Maintaining an Ideal Standard
The U.S, Environmental Protection Agency sets an emission standard for Hazard Air Pollutants (HAPS) and Volatile Organic Compound (VOC). These pollutants could be produced by a host of man-made sources. However, the emissions or discharges often come from industrial or commercial-related streams. While the source and types of HAPs and VOCs vary, emissions may occur from factories, power plants, and other facilities. Meanwhile, nonindustrial-level sources may include transportation or mobile fleet units such as trucks and other vehicles.
To solve the pollution issue, catalytic or thermal oxidizing systems are used. The environmental protection agency describes these units as abatement solutions for pollution and other discharges. After processing, compliance monitoring is essential to check emissions are within standards. Presence of hazardous gases, CO levels, and temperature levels are often evaluated.
Knowing the Practical Difference
A thermal oxidizing technology uses a combustion process to turn HAPs and VOCs into a nonpolluting substance such as water and other forms. System designs are gauged based on several factors, including temperature and also combustion reaction rate. In order to obliterate the hazardous gases, an ideal temperature must be reached by the combustion unit.

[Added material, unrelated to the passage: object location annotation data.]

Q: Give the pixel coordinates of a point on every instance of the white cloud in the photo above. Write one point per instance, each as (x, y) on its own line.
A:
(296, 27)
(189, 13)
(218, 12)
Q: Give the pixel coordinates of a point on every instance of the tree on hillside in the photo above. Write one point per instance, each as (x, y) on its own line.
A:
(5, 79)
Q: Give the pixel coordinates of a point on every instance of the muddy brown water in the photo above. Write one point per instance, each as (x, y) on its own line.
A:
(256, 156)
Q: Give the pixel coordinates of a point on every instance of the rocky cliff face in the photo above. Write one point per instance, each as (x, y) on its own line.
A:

The two systems perform the same function of abating pollution. Catalytic oxidizing units, while using a combustive technology, also utilize a catalytic agent to complete the process. This catalyst is a chemical agent that facilitates the reaction process. Catalytic oxidizers can be regenerative or recuperative. While other units are hybrid systems that utilize both technologies.
Choosing an Oxidizing Unit
The best thermal and catalytic oxidizers allow customization through a flexible modular setup. Tough industrial and commercial environments often require durable catalytic and oxidizing systems that can last for a long period of time. If purchasing a new unit may be cost-prohibitive, consider used catalytic and thermal oxidizers.
Oxidizing system options come in different models. There are low-temperature gas-fired systems as well as flameless options that offer a cost-effective method of addressing hazardous emissions. For those who need to install quickly, there are customizable oxidizing platforms that can be placed on-site in no time. Checking the service history of the oxidizing system would give an idea of the typical life-cycle of a similar unit. A system that can provide reliable service for years could be the practical choice for a commercial or industrial facility.
Maintaining the air quality standard of an industrial or commercial facility is an environmental responsibility. When considering a thermal or catalytic oxidizing system for the facility, always look for a customizable option that can adapt to one’s requirements. Reliability and performance history is also an important factor in selecting a new or used pollution abatement and control system.